Corporate Secretary BNI Okki Rushartomo mengatakan, pihaknya telah melakukan investigasi menyeluruh dan menjalankan langkah-langkah pengamanan yang diperlukan, termasuk koordinasi dengan pihak berwenang sesuai ketentuan yang berlaku.
“Hingga saat ini, kami tidak menemukan indikasi adanya pengambilan atau pemindahan data nasabah secara tidak sah,” tegasnya di Jakarta, Jumat (22/5).
BNI memastikan Tim IT Security terus melakukan pemantauan ketat dan penguatan sistem secara berkala untuk menangkal potensi gangguan keamanan siber. Seluruh layanan perbankan dipastikan tetap beroperasi normal, nasabah masih dapat bertransaksi melalui mobile banking, ATM, maupun kantor cabang.
Okki memastikan komitmen BNI dalam memenuhi kewajiban perlindungan data pribadi nasabah sesuai perundang-undangan yang berlaku, sekaligus terus memperkuat infrastruktur digital secara berkelanjutan.
Sebelumnya, BNI ramai menjadi perbincangan di media sosial soal informasi penjualan data nasabah, yang disebutkan 1,5 terabyte, muncul di ruang publik antara lain melalui unggahan akun @karsapolitik bersama akun-akun kolaborasinya serta akun-akun lain.
Untuk meyakinkan warganet, akun yang terbiasa mengulas kritik isu politik tersebut membubuhkan identitas korporasi BNI dalam unggahannya.
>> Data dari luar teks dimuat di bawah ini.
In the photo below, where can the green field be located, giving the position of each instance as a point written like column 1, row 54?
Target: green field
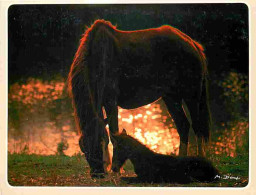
column 56, row 170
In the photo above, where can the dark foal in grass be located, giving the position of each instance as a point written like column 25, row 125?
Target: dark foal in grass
column 153, row 167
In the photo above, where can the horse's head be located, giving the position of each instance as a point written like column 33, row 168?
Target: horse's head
column 121, row 152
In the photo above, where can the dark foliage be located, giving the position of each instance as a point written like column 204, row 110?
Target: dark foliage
column 43, row 38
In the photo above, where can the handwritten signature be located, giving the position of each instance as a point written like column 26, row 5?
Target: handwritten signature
column 226, row 177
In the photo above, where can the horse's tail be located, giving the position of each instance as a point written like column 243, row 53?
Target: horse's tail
column 204, row 107
column 86, row 86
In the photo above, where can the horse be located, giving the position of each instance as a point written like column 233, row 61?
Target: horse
column 153, row 167
column 130, row 69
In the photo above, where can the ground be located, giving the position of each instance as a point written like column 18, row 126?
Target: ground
column 57, row 170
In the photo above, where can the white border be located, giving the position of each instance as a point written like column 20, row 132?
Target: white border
column 5, row 188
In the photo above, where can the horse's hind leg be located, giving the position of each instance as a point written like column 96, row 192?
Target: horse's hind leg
column 198, row 124
column 174, row 107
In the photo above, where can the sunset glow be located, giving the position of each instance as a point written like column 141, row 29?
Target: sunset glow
column 40, row 135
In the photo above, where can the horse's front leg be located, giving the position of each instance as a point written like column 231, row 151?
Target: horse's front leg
column 174, row 107
column 112, row 119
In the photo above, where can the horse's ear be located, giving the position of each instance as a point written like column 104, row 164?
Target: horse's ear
column 124, row 132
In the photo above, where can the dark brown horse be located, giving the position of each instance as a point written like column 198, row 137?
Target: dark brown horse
column 130, row 69
column 153, row 167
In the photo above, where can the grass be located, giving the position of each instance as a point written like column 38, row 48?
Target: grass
column 57, row 170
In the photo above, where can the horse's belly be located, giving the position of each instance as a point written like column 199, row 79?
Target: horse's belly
column 134, row 96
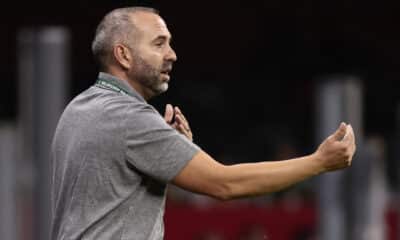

Tidak ada bukti dokumen apapun yang ditunjukan dalam unggahan akun ini, namun warganet disuguhi narasi dampak-dampak negatif jika kebocoran data tersebut benar-benar terjadi.
“Jika jatuh ke tangan yang salah, reputasi finansial dan privasi jutaan nasabah kini berada diujung tanduk,” demikian diungkapkan akun tersebut.
Baca Juga: Pemerintah Bentuk BUMN Khusus Kelola Ekspor Sumber Daya Alam Indonesia
Berdasarkan data yang diterima Thinkmedio.com, kebocoran data di sektor keuangan dan lembaga negara tengah marak dalam periode yang sama. Pada rentang 18–21 Mei 2026, akun-akun pemantau siber seperti @DailyDarkWeb juga menyebarkan klaim serupa yang dikaitkan dengan BCA, BSSN, DISDUKCAPIL, KPK, hingga TNI, mengindikasikan adanya pola serangan atau klaim terkoordinasi yang menyasar berbagai institusi strategis Indonesia secara bersamaan.
Oleh karena itu, sebagai langkah keamanan tambahan, pengguna layanan perbankan digital juga dianjurkan untuk mengganti PIN dan password secara berkala sebagai langkah pencegahan tambahan guna menjaga keamanan akun dan transaksi perbankan.
Di tengah meningkatnya modus penipuan digital dan serangan siber terhadap sektor keuangan, pengguna layanan perbankan digital juga dianjurkan untuk mengganti PIN dan password secara berkala sebagai langkah pencegahan tambahan guna menjaga keamanan akun dan transaksi perbankan.